The Whole World is Watching

Issue section: 

George Bush's re-election ensures that the mass murder in Iraq will continue.

The blood of civilians will continue to flow for the sake of corporate profits and imperial power. The Iraqis who fight for their freedom will continue to be denounced as 'terrorists'. And Tony Blair will continue to be the butcher's chief accomplice.

The source of the real terror in Iraq is the occupation. The extent of US/British imperial brutality has been exposed by the Lancet investigation that estimates that 100,000 people have died as a result of the invasion. The majority of these deaths have been violent; the majority of violent deaths the result of coalition air raids.

These figures exclude Fallujah where, since massacring unarmed demonstrators last April, the US has faced fierce resistance. Foreign Secretary Jack Straw has denigrated the report, citing for the first time (which estimates a lower figure) as an alternative source. As the site itself admits, it is dependent on the analysis of media reports - which have become all but impossible in the chaos of occupied Iraq. Reporters who refuse to be 'embedded' have been killed; hospitals have been banned from disclosing casualty figures. They hope we won't see their crimes, and so will stop looking. But the whole world is watching.

We live in a world divided between a tiny minority of the unimaginably wealthy and the vast majority of us who make them that way. A world where the richest 497 people have a combined wealth of $1.54 trillion - greater than that of the poorest half of humanity. A world where the poor are conscripted in job centres to kill and die in wars for the rich.

Neither pro-war millionaire presidential candidate was keen to highlight such divisions, which are especially extreme in the US: In the 1990s, executive pay at the top US corporations increased by 571 percent. Top US bosses average $8.1 million per year, 301 times greater than their workers. Thirty-five million Americans live below the poverty line. Forty-five million cannot afford health insurance. It is overwhelmingly these people who couldn't - or wouldn't - vote. Meanwhile the military budget far exceeds $400 billion per year.

These are just some of the consequences of a neoliberal project advocated by Republicans and Democrats - and their mutual lickspittle in Downing Street - alike. Regardless of who takes the keys to the White House, their attacks will continue at home and abroad.

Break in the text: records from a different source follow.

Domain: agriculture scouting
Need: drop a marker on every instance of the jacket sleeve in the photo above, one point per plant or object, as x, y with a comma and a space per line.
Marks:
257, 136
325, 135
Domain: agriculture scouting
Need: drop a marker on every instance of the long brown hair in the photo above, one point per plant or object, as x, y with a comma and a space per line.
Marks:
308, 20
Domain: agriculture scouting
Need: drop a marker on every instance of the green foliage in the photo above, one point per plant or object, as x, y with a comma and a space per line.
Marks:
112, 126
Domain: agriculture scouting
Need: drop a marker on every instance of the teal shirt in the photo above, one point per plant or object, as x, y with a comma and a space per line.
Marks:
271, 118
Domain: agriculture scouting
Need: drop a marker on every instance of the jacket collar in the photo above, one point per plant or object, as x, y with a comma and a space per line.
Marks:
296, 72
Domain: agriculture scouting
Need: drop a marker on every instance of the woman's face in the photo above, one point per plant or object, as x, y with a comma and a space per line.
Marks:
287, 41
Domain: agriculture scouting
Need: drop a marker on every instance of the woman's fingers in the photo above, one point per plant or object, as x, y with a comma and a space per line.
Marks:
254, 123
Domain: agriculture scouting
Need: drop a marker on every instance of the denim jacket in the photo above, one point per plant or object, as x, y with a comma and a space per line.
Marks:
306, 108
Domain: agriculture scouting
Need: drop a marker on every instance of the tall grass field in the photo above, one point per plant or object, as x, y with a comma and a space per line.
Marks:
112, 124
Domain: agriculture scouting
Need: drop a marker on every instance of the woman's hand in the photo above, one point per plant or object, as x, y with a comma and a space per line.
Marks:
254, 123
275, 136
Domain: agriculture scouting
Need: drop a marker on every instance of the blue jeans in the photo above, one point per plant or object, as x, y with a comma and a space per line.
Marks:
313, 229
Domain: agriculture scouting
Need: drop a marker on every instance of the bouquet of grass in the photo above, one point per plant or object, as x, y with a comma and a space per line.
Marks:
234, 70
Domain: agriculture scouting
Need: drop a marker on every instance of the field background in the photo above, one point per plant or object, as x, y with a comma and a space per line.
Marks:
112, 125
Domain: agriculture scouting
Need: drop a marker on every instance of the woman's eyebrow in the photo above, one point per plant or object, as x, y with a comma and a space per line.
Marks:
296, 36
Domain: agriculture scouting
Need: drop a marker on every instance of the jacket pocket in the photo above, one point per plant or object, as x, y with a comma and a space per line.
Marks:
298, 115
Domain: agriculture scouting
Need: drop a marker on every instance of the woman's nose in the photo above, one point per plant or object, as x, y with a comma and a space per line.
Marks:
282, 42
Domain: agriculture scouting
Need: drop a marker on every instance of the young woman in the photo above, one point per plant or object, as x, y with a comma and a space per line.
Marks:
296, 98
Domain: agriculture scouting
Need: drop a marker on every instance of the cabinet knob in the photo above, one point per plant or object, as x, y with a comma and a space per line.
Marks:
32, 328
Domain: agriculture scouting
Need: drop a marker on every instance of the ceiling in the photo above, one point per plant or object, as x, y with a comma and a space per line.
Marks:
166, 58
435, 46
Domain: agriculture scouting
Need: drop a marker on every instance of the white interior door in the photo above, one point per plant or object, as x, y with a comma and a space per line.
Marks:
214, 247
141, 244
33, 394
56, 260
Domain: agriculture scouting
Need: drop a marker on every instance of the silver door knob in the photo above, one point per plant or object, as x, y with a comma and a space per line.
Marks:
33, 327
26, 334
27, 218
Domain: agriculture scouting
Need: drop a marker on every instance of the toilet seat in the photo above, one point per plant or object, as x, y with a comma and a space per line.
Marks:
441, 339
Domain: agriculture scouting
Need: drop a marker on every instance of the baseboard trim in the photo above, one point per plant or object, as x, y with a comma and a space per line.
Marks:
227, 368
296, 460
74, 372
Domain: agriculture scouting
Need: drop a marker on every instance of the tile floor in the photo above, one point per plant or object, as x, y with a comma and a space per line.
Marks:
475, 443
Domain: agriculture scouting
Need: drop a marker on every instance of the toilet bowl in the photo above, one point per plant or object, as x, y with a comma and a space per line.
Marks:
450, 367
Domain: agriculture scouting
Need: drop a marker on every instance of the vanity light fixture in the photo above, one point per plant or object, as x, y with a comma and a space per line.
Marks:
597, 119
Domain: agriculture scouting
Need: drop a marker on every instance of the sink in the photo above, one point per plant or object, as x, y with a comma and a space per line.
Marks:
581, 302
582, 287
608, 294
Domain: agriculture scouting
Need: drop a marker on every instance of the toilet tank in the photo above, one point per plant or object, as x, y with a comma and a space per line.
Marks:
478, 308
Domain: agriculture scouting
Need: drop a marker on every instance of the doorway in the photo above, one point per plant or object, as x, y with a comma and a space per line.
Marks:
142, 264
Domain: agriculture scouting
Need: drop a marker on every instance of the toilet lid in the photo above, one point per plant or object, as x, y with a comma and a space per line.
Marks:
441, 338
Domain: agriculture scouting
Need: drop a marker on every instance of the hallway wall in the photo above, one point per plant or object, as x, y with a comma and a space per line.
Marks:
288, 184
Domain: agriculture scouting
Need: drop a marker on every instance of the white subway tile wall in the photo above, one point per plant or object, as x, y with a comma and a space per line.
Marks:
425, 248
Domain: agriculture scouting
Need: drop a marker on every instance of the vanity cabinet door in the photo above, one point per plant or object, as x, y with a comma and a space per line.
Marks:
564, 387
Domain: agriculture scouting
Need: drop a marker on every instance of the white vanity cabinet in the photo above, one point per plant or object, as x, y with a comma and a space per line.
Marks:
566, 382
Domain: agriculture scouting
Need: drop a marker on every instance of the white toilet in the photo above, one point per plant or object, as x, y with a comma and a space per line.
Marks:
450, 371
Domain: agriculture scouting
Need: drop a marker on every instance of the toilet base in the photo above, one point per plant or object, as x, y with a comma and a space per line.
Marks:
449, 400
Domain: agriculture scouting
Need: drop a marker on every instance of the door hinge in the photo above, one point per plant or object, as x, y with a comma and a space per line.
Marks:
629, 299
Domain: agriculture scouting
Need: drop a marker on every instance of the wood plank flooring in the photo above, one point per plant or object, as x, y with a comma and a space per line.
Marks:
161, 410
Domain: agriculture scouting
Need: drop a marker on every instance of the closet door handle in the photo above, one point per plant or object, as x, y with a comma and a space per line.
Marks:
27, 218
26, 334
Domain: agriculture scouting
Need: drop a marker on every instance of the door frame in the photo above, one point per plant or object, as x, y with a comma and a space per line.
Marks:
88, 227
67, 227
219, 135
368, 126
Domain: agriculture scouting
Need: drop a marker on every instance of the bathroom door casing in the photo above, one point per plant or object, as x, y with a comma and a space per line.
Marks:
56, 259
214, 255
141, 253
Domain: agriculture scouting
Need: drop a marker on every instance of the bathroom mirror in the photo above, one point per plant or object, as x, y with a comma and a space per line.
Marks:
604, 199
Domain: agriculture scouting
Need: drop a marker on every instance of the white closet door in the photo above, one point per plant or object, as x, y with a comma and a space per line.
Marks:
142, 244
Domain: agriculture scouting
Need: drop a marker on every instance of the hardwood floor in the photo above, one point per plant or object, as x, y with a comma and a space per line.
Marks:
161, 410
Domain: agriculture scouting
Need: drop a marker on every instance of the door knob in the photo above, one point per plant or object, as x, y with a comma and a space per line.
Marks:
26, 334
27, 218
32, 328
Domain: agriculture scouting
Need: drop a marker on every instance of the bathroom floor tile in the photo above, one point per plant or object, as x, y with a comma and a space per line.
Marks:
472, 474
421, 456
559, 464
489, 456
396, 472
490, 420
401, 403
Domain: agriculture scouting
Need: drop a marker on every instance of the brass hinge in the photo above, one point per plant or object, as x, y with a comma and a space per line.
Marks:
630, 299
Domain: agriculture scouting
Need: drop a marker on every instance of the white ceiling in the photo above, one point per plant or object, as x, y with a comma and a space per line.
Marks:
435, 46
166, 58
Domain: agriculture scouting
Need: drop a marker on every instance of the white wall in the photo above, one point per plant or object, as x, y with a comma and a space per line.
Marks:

Every year 2.2 million people, mainly children, die because they are denied clean water and sanitation. HIV/Aids is ravaging the poorest countries of the world - some 25 million people are living with HIV/Aids in Sub-Saharan Africa alone. Meanwhile the major pharmaceutical companies - with the full support of both US parties - withhold lifesaving drugs for the sake of their profits.

Such facts can numb. They can cause us to throw up our hands in despair at the scale of the problem. Or they can strengthen our resolve to fight back.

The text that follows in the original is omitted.